The first phase of the project expected to last eighteen months was officially signed by the Minister of Finance and Economic Development, Dr. Kaifala Marah on 14th May 2014. The agreement governs the terms of investment in a power generation plant and the provision of the generated power to Sierra Leone.
According to the Technical Director of CEC-Africa, Emmanuel Katepa, the project consists of the building and operation of a 128 MW power plant over a concession period of 20 years. He maintained that the project will be implemented in three phases; the first phase will provide 50MW by 2015, the second phase to provide 39MW in 18 months and the final phase to provide 39MW in 18 months. The phases of the project will be implemented in line with highest international standards. The consortium has already started the Environmental and Social Impact Assessment (ESIA) studies
In 2007, the country relied on 4MW power supply from the Kingtom Power Plant which was gradually built up from 17MW to 21 MW. At present Freetown is supplied with a total of 25MW of power collectively supplied by Bumbuna Hydro Electricity Project, Kingtom Power Station and Black Hall Road Power Station.

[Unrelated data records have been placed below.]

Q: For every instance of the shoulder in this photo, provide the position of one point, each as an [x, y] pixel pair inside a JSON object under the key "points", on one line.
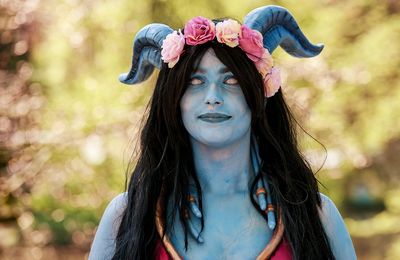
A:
{"points": [[103, 245], [335, 229]]}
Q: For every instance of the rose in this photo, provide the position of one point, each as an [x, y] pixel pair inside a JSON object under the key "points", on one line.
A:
{"points": [[251, 43], [199, 30], [228, 32], [264, 64], [272, 82], [172, 48]]}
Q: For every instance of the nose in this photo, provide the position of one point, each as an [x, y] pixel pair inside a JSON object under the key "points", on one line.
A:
{"points": [[213, 95]]}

According to the CEC-Africa Technical Service manager, Alhaji Timbo, the project will boost the electricity power supply output of National Power Authority in the next 18 months.

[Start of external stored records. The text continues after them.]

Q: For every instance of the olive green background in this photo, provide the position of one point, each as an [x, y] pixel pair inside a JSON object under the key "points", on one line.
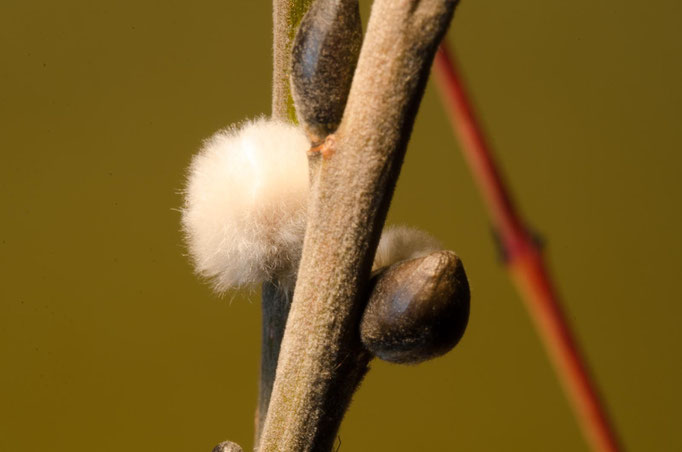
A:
{"points": [[108, 342]]}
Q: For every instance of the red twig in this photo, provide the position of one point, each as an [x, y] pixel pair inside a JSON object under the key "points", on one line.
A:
{"points": [[525, 262]]}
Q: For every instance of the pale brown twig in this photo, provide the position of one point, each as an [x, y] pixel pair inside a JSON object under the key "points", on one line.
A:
{"points": [[321, 360]]}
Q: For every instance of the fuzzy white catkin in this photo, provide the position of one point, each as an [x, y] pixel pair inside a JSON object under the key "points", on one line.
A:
{"points": [[245, 208], [399, 243], [245, 201]]}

The Ministry of Energy is calling out for other Independent Power Producers to invest in the country’s energy sector by providing and selling power to the national grid through the NPA.
Electricity reaches less than 10 percent of the population in Sierra Leone. This sparse electricity coverage and unreliable service exacerbates poverty conditions among Sierra Leonean citizens. So far the Sierra Leone Government has launched an electricity reform effort that will establish two state owned enterprises, one to oversee electricity generation and transmission, and the other to manage electricity distribution and supply.